RNVR Nigel Bellis
2-Arrivée du nouvel opérateur radio Bert Matthews
Nous avions appris que l’opérateur radio devait nous quitter pour sa nouvelle affectation (Fleet Selection Board) et que son remplaçant nous rejoindrait dans la journée. Juste après le déjeuner Ginger descendit à la cabine pour annoncer que le nouvel arrivant était dans le local radio pour qu’on lui montre l’installation à bord tandis qu’on me demandait si je voulais le voir maintenant ou plus tard.
– Comment est-il ? demandai-je.
Les deux hommes auraient à vivre l’un avec l’autre la plupart du temps et ce serait beaucoup plus facile s’ils s’appréciaient.
– Je ne suis pas trop sûr encore, répliqua Ginger, mais ma première réaction est que je pourrais dormir plus tranquille
si la porte de la timonerie était fermée à clef !
Je décidai de monter dans le local radio et de le voir moi-même. Je suggérai à Ginger qu’il pourrait préparer du thé.

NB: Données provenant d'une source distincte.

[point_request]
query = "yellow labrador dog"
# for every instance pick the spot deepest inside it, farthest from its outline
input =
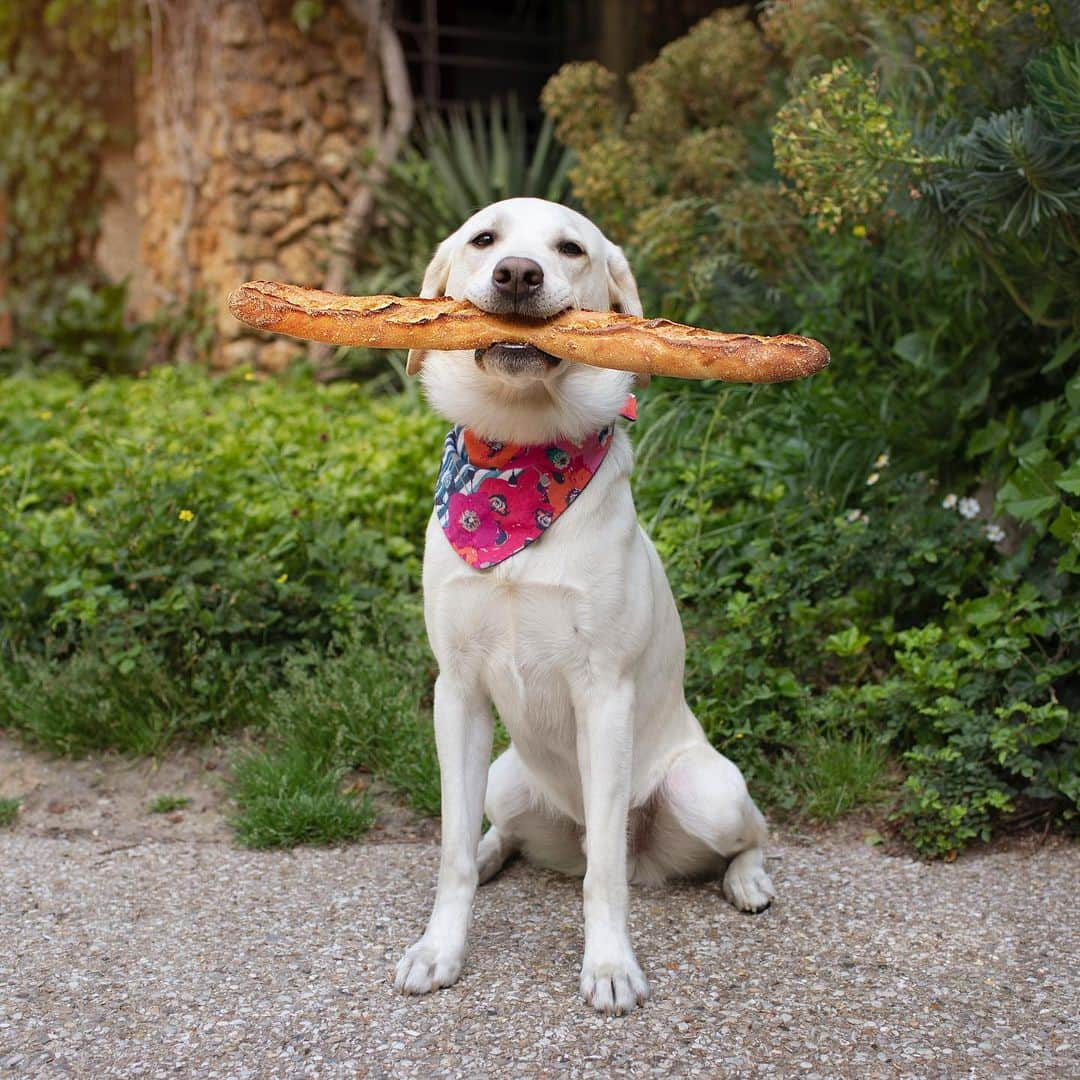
(575, 639)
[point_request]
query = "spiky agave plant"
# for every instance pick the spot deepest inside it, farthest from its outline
(458, 161)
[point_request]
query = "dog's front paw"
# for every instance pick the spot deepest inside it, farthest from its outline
(427, 967)
(613, 987)
(745, 883)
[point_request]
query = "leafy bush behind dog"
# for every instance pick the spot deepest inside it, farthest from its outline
(169, 540)
(886, 557)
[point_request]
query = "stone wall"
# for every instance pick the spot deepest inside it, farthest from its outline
(251, 136)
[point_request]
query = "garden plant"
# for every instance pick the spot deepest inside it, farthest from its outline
(877, 569)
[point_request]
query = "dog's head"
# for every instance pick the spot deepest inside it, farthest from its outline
(535, 258)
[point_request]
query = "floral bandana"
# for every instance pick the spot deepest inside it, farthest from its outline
(494, 499)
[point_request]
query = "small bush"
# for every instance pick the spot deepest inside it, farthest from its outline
(364, 706)
(170, 539)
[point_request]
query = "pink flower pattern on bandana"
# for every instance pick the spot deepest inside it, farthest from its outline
(495, 499)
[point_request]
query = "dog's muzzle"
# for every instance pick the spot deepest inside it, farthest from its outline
(516, 360)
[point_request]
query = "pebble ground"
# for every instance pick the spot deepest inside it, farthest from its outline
(189, 959)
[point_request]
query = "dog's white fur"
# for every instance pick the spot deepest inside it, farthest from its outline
(576, 642)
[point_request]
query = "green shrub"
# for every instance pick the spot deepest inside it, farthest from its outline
(367, 705)
(170, 539)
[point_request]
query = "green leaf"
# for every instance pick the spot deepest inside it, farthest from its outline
(914, 348)
(1069, 481)
(989, 437)
(1063, 353)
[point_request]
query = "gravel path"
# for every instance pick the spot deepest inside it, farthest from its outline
(198, 959)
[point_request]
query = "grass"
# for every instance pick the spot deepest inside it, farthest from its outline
(840, 773)
(166, 804)
(289, 796)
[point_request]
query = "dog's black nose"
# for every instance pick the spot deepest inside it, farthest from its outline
(517, 277)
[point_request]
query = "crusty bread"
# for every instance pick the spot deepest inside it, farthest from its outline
(601, 338)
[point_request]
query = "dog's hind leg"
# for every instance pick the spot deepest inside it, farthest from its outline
(521, 822)
(707, 817)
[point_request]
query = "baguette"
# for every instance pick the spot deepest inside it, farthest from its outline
(599, 338)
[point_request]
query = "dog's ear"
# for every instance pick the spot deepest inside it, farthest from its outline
(434, 284)
(622, 292)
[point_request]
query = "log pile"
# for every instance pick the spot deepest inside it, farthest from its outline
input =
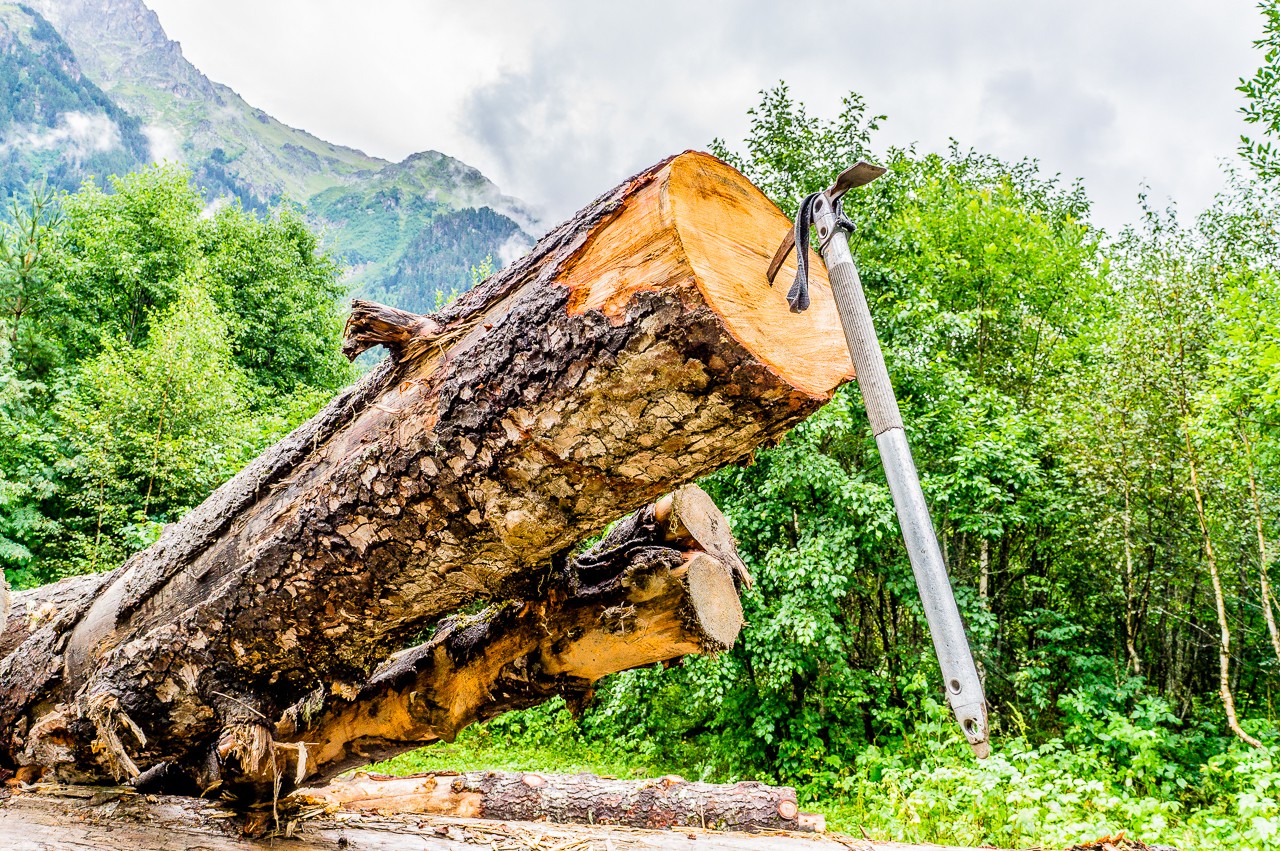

Si j’avais pu m’en sortir avec une tasse de thé alors Ginger aussi et j’espérais que nous pourrions continuer
avec les relations plutôt informelles que nous avions entre nous jusqu’à lors. Je m’aperçus tout de suite ce que Ginger
voulait dire. Le nouvel opérateur radio, Bert Matthews, était originaire d’Ecosse avec un accent de Glasgow,
il avait un nez cassé, une bouche pleine de moignons de dents noircis avec des vides nombreux, un teint crispé
allant du jaune au blanc dissimulé derrière une barbe noire de plusieurs jours. Il ne semblait pas trop heureux
ni de son sort ni de lui-même. Si la première impression est la bonne alors l’image de Bert était aussi trompeuse
qu’il est possible de l’être.
Il était le fils unique d’une veuve et dans la vie civile faisait partie d’une équipe d’employés de services,
– l’Electricity Board je crois – ses blessures à la face étaient le résultat d’un mauvais accident de vélo qui
lui était arrivé et qui avait nécessité une chirurgie aussi réparatrice que possible du nez avec du cartilage
pris sur une autre partie de son corps et ses dents qui avaient bien souffert auraient dû être toutes remplacées
avec de fausses dents mais Bert avait décidé qu’il garderait plutôt ce qu’il en restait quelle quel que soit l’impact
sur son apparence. Sa pâleur n’a jamais beaucoup changée et contrairement à Ginger il n’aurait jamais passé la moitié
de son temps en mer sur une passerelle non couverte. Pour comble il semblait circuler toute la journée faisant la navette
d’un endroit à l’autre, avec ses bagages et son hamac, avant de venir nous retrouver.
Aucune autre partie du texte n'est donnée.